Though stunned, we were ready. Professor Jarvis had already been teaching a course called Entrepreneurial Journalism, in which students develop new journalistic products and the business models to support them. We spoke about training students in managing new media enterprises, about invigorating traditional companies with entrepreneurial thinking, about undertaking new research projects on business models, and of incubating new products. We told him about the Tow Challenge grant.
I sent a follow-up letter and we talked on the phone, but nothing much happened for six months. In February 2010, all of us were in New York for a journalism conference sponsored by Knight and Carnegie. Len and Alberto, after exchanging phone calls, finally met for two hours, and Alberto and I had dinner, with more detailed discussions. Finally, in June, at Knight’s request, we sent a Letter of Inquiry for a Center For Entrepreneurial Journalism, then submitted a formal proposal for $3 million, meeting the Tow Challenge head on. Alberto said he would recommend the grant to the Knight board.

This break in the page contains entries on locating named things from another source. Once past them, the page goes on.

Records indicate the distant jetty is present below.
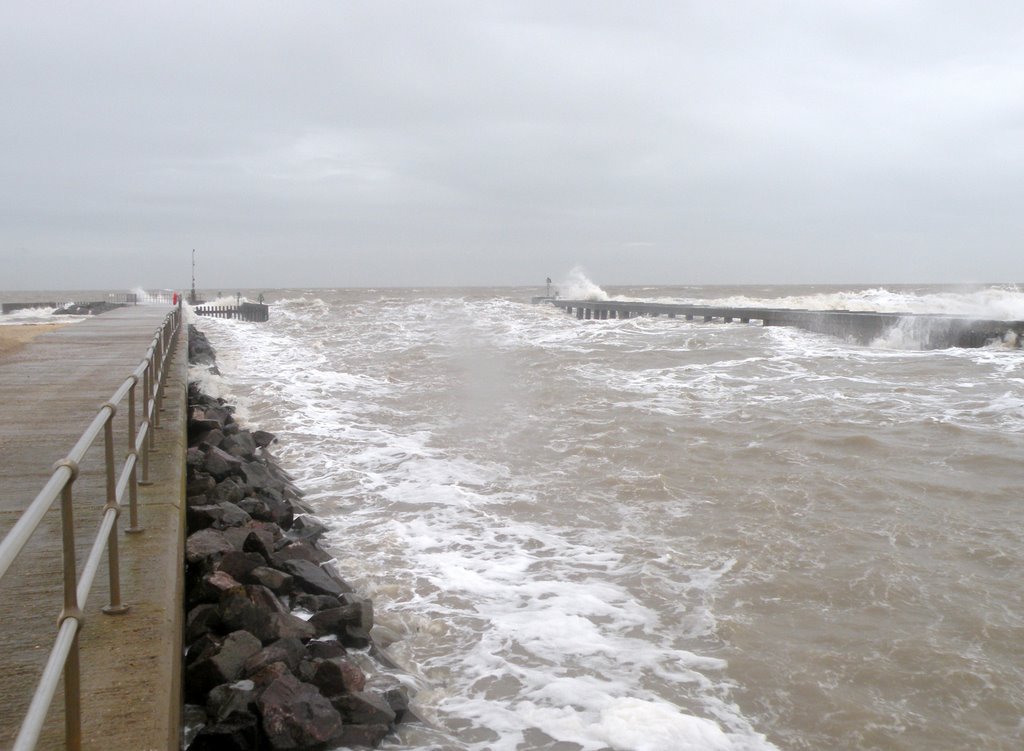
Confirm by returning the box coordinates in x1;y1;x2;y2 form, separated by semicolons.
534;297;1024;349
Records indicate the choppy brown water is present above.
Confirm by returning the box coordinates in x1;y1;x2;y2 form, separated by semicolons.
188;288;1024;751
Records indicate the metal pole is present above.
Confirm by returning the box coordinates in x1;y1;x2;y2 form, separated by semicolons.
102;415;128;616
54;459;82;751
125;376;142;534
138;366;153;485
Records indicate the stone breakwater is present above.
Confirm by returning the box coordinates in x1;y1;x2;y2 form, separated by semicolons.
184;327;409;751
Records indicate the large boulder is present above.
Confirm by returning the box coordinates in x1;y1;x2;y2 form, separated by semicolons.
259;674;343;750
185;631;262;700
279;558;352;597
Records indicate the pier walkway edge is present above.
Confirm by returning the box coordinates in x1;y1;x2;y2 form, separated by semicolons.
0;305;187;751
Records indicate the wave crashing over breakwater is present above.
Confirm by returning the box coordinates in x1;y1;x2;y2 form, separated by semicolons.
188;288;1024;751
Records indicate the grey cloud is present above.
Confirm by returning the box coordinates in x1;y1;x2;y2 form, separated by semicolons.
0;0;1024;288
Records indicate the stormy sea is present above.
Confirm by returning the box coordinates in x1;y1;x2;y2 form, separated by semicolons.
184;278;1024;751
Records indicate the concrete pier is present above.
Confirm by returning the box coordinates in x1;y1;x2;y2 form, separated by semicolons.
544;299;1024;349
0;305;187;751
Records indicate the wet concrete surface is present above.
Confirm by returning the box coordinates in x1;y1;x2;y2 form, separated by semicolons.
0;305;187;750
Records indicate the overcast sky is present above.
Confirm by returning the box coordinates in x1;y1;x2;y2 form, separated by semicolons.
0;0;1024;289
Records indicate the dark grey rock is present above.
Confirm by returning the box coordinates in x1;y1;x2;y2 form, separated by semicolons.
188;712;259;751
203;446;244;481
206;477;246;504
331;691;395;725
309;603;370;637
214;550;266;583
278;558;352;596
185;631;262;700
259;675;342;749
306;639;348;660
289;515;327;543
338;723;391;748
253;430;278;449
273;538;331;566
185;529;234;564
309;658;367;698
206;676;256;722
184;602;220;644
243;637;306;675
245;565;295;596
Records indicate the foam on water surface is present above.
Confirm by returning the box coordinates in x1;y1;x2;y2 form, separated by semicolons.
188;290;1024;751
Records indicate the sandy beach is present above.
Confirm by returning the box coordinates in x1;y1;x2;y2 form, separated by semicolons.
0;324;67;360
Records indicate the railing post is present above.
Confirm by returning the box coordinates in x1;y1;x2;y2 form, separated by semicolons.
138;362;153;485
53;459;82;751
152;337;164;427
102;409;128;616
125;375;143;535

Only one question remained: What to call the new center? Tow-Knight? Or Knight-Tow? I phoned both men to delicately explore their feelings about whose name should go first. They both behaved like the two gentlemen they are. Len said the only thing that really mattered was the work we did. He was thrilled that his money had leveraged a substantial gift from Knight, the most prestigious foundation in journalism, and he was delighted to partner with them. Alberto was equally gracious. The Tow name should go first, he said, because Leonard Tow had initiated the program with his challenge grant. He said he would call Len, vacationing on Martha’s Vineyard, with his suggestion. The two men spoke, and the naming was done.
In September, the Knight board gave its enthusiastic approval to the Tow-Knight Center. Now the work begins.